Page and Wootters have argued that entanglement can be used to measure time. In 2013, at the Institute Nazionale di Ricerca Metrologica (INRIM) in Turin, Italy, researchers performed the first experimental test of Page and Wootters' ideas.

Their result has been interpreted to confirm that time is an emergent phenomenon for internal observers but absent for external observers of the universe just as the Wheeler-DeWitt equation predicted.

Furthermore it has been reported Physicist Seth Lloyd maintains  that quantum uncertainty gives rise to entanglement, the putative source of the arrow of time. 
Hence one might posit the cause of the measurement of one particle determines the effect of the result of the other particle's measurement, cancelling out to zero.

Many Worlds Interpretation   

This was first put forward by Hugh Everett III back in the late 1950s. The theory is also referred to as MWI, the Relative State Formulation, the Everett Interpretation, Theory of the Universal Wave function, Many-Universes Interpretation, Multiverse Theory, Many-Worlds and M -Theory.  
 

The idea is there does not exist any difference between a particle and system before and after they  have been observed, as they have no separate way of evolving.
 
Rather the observer becomes a quantum system, to interact with other quantum systems.
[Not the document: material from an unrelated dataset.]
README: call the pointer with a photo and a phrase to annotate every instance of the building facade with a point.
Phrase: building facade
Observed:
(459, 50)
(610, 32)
Each time quantum systems interact with each other, so the wave function does not collapse, but actually splits into alternative versions of reality.
This view is predicated on the basis all of the information from wave functions is preserved so that each individual universe is completely deterministic, and the wave function can evolve forwards and backwards. Under this interpretation, quantum mechanics is therefore not the underlying reason for the arrow of time.

Hawking’s brane theory

Hawking’s brane theory is more in line with the original idea of Einstein with only one additional dimension.  He uses the idea of imaginary time and the visual idea of a Hologram to explain his theory.     

Imaginary Time

While looking to connect the quantum field theory with Quantum mechanics, Hawking introduced the concept he called imaginary time. It has a similar relationship to normal physical time as the imaginary number scale does (uses imaginary numbers that do not compute) to the real numbers in his plane. That might best be described as a perpendicular axis to regular time. It provides a way of looking at the time dimension as if they were dimension of space. So it is capable of moving forwards and backwards and so on, analogous as to how that could happen in space.

A feature of this concept is its ability to mathematically smooth out gravitational singularities. Singularities (like those at the centre of black holes) pose a problem for physicists, because they are areas where the known physical laws don’t apply.  When visualized in this imaginary time, however, the singularity is removed and the singularity or Big Bang functions like any other point in space-time.
It’s a very useful theoretical construct.

Conclusion
I prefer the ideas of the entanglement and loop gravity for their simplicity and rationality. My feeling is that time cancels out to zero, or alternatively can be viewed as a relatively minor variable.